Innenministerin Behrens: "Entwicklung ist beunruhigend"
Die Zahlen für 2024 sind nach Angaben des Innenministeriums vorläufig, das Datenmaterial wird noch ausgewertet. "Aber wir wissen schon jetzt, dass es im vergangenen Jahr auch Steigerungen im Bereich der fremden- und ausländerfeindlichen sowie antisemitischen Straftaten gegeben hat", sagte Innenministerin Daniela Behrens (SPD) am Freitag. Sie nannte die Entwicklung beunruhigend. Die größte Gefahr für die Demokratie gehe von Rechtsextremisten aus.
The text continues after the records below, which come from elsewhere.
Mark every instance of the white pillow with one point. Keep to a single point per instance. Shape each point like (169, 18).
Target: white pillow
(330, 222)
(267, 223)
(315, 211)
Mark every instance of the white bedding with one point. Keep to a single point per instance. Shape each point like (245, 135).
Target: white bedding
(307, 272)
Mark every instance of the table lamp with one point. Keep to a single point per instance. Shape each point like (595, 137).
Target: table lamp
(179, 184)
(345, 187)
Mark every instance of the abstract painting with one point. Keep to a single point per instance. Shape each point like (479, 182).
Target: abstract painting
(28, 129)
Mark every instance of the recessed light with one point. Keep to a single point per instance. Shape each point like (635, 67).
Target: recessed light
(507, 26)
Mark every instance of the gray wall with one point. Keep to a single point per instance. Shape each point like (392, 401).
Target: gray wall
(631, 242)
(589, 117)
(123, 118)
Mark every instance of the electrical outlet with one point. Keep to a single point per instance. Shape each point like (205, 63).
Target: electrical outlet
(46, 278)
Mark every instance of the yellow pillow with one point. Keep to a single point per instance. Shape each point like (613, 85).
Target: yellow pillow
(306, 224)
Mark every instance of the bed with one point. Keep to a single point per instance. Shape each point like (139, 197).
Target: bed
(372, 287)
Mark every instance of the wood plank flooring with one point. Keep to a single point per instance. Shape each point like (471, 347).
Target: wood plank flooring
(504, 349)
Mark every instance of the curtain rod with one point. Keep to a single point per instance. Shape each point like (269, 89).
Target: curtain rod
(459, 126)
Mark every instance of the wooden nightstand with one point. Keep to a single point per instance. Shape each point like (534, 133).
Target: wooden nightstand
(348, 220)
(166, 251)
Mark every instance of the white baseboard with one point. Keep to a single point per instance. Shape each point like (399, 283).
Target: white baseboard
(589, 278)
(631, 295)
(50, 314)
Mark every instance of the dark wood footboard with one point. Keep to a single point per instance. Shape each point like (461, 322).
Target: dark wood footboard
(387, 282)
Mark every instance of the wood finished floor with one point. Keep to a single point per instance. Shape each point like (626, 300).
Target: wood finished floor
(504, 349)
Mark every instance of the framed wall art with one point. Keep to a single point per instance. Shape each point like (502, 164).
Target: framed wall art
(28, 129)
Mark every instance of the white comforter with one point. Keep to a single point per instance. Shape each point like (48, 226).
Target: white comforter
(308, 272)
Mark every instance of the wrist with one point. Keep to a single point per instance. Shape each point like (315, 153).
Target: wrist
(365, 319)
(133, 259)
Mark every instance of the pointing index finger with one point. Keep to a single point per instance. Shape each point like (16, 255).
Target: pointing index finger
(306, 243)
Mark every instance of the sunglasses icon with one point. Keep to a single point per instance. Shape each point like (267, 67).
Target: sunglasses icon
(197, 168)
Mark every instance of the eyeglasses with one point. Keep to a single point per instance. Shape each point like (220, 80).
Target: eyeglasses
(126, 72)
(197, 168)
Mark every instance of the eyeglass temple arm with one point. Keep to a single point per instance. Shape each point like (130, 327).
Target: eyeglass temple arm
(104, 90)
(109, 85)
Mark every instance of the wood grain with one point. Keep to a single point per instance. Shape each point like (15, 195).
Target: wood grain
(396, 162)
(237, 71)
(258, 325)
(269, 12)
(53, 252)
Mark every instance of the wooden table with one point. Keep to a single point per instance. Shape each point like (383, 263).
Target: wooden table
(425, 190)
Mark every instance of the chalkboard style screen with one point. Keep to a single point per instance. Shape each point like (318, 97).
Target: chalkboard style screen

285 antisemitische Straftaten in Niedersachsen
Der Großteil der rechten Straftaten hatte laut Innenministerium im vergangenen Jahr eine rassistische beziehungsweise "fremdenfeindliche" Motivation. 285 Fälle wurden als antisemitisch eingestuft. Im vergangenen Jahr wurden 189 Täterinnen und Täter verurteilt. 1.571 Verfahren wurden dagegen eingestellt.
Wahlkampf als ein Grund für den Anstieg
Ein Grund für die Zunahme könnte die Europawahl im vergangenen Jahr gewesen sein und auch der beginnende Bundestagswahlkampf Ende des Jahres. Ein Sprecher des Niedersächsischen Innenministeriums sagte, in Wahlkampfzeiten steige die Zahl politisch motivierter Straftaten regelmäßig an, etwa die der Propaganda-Delikte. Darunter fallen zum Beispiel Hakenkreuz-Schmierereien auf Wahlplakaten. Es gebe offenbar zunehmend eine Bereitschaft, politische Positionen unter Begehung von Straftaten durchsetzen zu wollen, so der Sprecher.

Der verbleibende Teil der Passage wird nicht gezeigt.